再び新しいプログラミング言語の誕生に拍車がかかったのは、1990年代です。これは、インターネットの爆発的普及によりシステムのニーズが高まり、多様なシステムが求められるようになったためでした。現在も用途に応じて新しい言語が次々と生まれており、その数はすでに200を超えていると考えられています。
プログラミング言語の数が多い理由
「なぜそこまで多くのプログラミング言語が存在しているのか?」と疑問を抱く方も多いかもしれません。プログラミング言語の数が多い理由についてお話します。
用途によって使用する言語が異なる
それぞれのプログラミング言語は、得意分野が異なります。大規模なシステム構築、膨大なデータのスピーディーな処理など、目的や用途、求めるパフォーマンスに応じて異なる言語が使われているのです。
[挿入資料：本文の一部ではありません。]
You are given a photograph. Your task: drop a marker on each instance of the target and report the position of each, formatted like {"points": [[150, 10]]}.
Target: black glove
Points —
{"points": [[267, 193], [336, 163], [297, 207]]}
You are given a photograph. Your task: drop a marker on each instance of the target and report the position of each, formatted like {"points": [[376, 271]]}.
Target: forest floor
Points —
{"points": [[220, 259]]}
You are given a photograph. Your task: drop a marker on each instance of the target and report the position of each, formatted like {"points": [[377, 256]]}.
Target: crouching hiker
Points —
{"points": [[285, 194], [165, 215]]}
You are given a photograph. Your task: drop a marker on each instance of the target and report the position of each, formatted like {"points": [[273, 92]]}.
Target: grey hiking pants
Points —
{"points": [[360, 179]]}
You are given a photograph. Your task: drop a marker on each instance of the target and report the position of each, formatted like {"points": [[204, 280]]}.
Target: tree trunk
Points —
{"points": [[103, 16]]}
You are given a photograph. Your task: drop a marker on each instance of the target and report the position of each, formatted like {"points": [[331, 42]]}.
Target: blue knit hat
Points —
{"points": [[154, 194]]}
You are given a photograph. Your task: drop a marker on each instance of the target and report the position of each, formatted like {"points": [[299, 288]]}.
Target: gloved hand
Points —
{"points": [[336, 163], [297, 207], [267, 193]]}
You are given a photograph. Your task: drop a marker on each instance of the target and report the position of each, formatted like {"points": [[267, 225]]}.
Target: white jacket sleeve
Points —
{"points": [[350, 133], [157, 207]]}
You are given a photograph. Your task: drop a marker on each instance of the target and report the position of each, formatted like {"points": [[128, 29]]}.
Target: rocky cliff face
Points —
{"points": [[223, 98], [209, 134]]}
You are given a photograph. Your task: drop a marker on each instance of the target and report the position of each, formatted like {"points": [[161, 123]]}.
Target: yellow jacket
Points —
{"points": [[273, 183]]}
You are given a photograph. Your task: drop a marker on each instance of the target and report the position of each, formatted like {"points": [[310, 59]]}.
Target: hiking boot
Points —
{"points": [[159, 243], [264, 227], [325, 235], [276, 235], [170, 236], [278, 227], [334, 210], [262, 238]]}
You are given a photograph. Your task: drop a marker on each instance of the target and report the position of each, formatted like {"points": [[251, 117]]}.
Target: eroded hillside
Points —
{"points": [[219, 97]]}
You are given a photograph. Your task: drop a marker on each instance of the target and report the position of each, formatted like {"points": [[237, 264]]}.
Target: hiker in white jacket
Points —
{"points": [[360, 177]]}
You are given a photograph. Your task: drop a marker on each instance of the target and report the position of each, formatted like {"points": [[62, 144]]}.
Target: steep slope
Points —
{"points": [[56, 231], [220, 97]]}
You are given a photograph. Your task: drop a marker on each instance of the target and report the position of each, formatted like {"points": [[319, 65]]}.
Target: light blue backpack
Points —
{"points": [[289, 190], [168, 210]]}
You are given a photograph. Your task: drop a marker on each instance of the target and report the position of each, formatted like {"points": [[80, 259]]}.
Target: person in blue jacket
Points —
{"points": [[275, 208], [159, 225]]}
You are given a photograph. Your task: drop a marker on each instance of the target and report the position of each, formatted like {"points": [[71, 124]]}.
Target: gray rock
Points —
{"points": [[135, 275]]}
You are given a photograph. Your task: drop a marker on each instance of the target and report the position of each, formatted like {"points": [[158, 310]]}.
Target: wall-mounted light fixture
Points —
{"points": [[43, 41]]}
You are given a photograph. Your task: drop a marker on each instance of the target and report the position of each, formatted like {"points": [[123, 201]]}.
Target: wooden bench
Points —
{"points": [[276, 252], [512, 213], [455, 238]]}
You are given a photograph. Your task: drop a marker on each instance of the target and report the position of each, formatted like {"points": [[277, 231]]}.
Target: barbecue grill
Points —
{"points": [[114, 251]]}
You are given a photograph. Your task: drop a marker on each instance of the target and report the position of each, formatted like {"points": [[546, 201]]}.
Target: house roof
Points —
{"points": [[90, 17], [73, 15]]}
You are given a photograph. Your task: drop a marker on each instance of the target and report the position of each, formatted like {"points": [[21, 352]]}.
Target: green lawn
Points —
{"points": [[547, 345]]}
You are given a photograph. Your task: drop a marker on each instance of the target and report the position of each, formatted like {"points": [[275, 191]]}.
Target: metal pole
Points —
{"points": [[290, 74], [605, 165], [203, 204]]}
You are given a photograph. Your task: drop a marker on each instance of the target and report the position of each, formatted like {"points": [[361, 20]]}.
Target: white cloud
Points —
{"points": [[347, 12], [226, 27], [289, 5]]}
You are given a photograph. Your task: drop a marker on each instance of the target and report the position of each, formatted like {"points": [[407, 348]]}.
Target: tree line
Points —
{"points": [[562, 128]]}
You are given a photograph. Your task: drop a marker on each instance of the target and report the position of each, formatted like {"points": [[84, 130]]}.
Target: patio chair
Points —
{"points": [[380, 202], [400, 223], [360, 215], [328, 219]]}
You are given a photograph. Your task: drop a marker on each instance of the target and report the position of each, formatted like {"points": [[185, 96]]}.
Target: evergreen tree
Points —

すでに開発された多くの言語も、ニーズの多様化や既存言語の改良によって生まれています。
OSによっても使る言語が異なる
プログラミング言語を開発・使用する上で絶対的な成約となるのが「OS」です。OSとは「オペレーティング・システム」の略称であり、コンピュータのハードウェア管理や制御を担います。Windows、Linux、Mac OS、iOS、AndroidなどさまざまなOSがありますが、それぞれの仕組みはまったく異なるため、使用できる言語も違う場合が多いのです。新しいOSの誕生に伴い、自然とプログラミング言語も増えていったという背景があります。
プログラミング言語の種類と特徴
現在主流のプログラミング言語から7つをピックアップし、それぞれの特徴をご紹介しましょう。
Java
Javaは世界的に使用されているプログラマーに人気の言語です。OSに依存しない汎用性の高さが特徴であり、動く環境を考えるストレスがないことから、多くの現場で使用されています。Webアプリやスマートフォンのアプリなど、アプリの開発で用いられることが多い言語です。
JavaScript
JavaScriptはWeb開発やアプリ開発で使われることが多い言語のひとつです。上述したJavaと名前は似ていますが、まったく異なるプログラミング言語です。ポップアップの表示、画像を動かすなど動的な表現に優れていることから、とりわけホームページ作成で用いられています。また、習得を簡単にする工夫が施された「スクリプト言語」であり、コンピュータの仕組みに関する知識がなくても扱えるのが特徴です。
C
C言語は1972年に開発された比較的長い歴史を持つプログラミング言語です。現在も使われている言語の中では非常に機械的な性質を有しており、システムの開発には時間がかかります。また、習得が難しいと考えられており、初心者向けの言語ではありません。一方で、C++、C#など多くの言語の基となっているため、先にC言語について勉強しておくと他の言語の習得が早いかもしれません。
Ruby
Rubyは日本人が開発した初のプログラミング言語です。高いカスタマイズ性とシンプルさを併せ持っていることから、世界の熟練プログラマーに高く評価されています。SNSや、メディアサイトなどWebサービスで使用されることが多い言語です。
Swift
SwiftはAppleが開発したプログラミング言語です。Appleデバイスのアプリ開発に使用されています。最も大きな特徴は記述するコードの少なさであり、このことからスピーディーに動作します。一方で、iOS、Mac OS以外のOSでは使用できないため、プログラミング言語としてのシェアはそれほど大きくありません。
Python
PythonはWebアプリ、デスクトップアプリの開発で使用されることが多いプログラミング言語です。近年では、人工知能、機械学習など専門性が高い分野でも使用されています。できることの幅広さの一方で、文法のシンプルさが特徴です。未経験者でも比較的に取り組みやすい言語として認識されています。
PHP
PHPはスクリプト言語のひとつです。Web開発においてスタンダードな言語であるHTMLに埋め込むことができるので、Webにかかわる方にとってはなじみの深い言語となっています。現在広く普及しているホームページ作成システムのWordPressでも、PHPが採用されています。他のスクリプト言語と同様、プログラミング経験が浅い方にとってもわかりやすく、システムを作成しやすいのが特徴です。
まずは習得しやすいものから
プログラミング言語はそれぞれ用途や習得の難易度が違います。その一方で、「コンピュータに命令を与える」という概念は同じです。最初から子供を難しい言語の勉強に挑戦させても挫折してしまうかもしれません。ひとつの言語で学んだことは別の言語を学ぶようになっても無駄になりませんし、子供が学習する段階ではIT市場でのニーズを強く意識する必要もないでしょう。まずは、習得が簡単な言語から勉強を始め、プログラミングへの興味を育んではいかがでしょうか。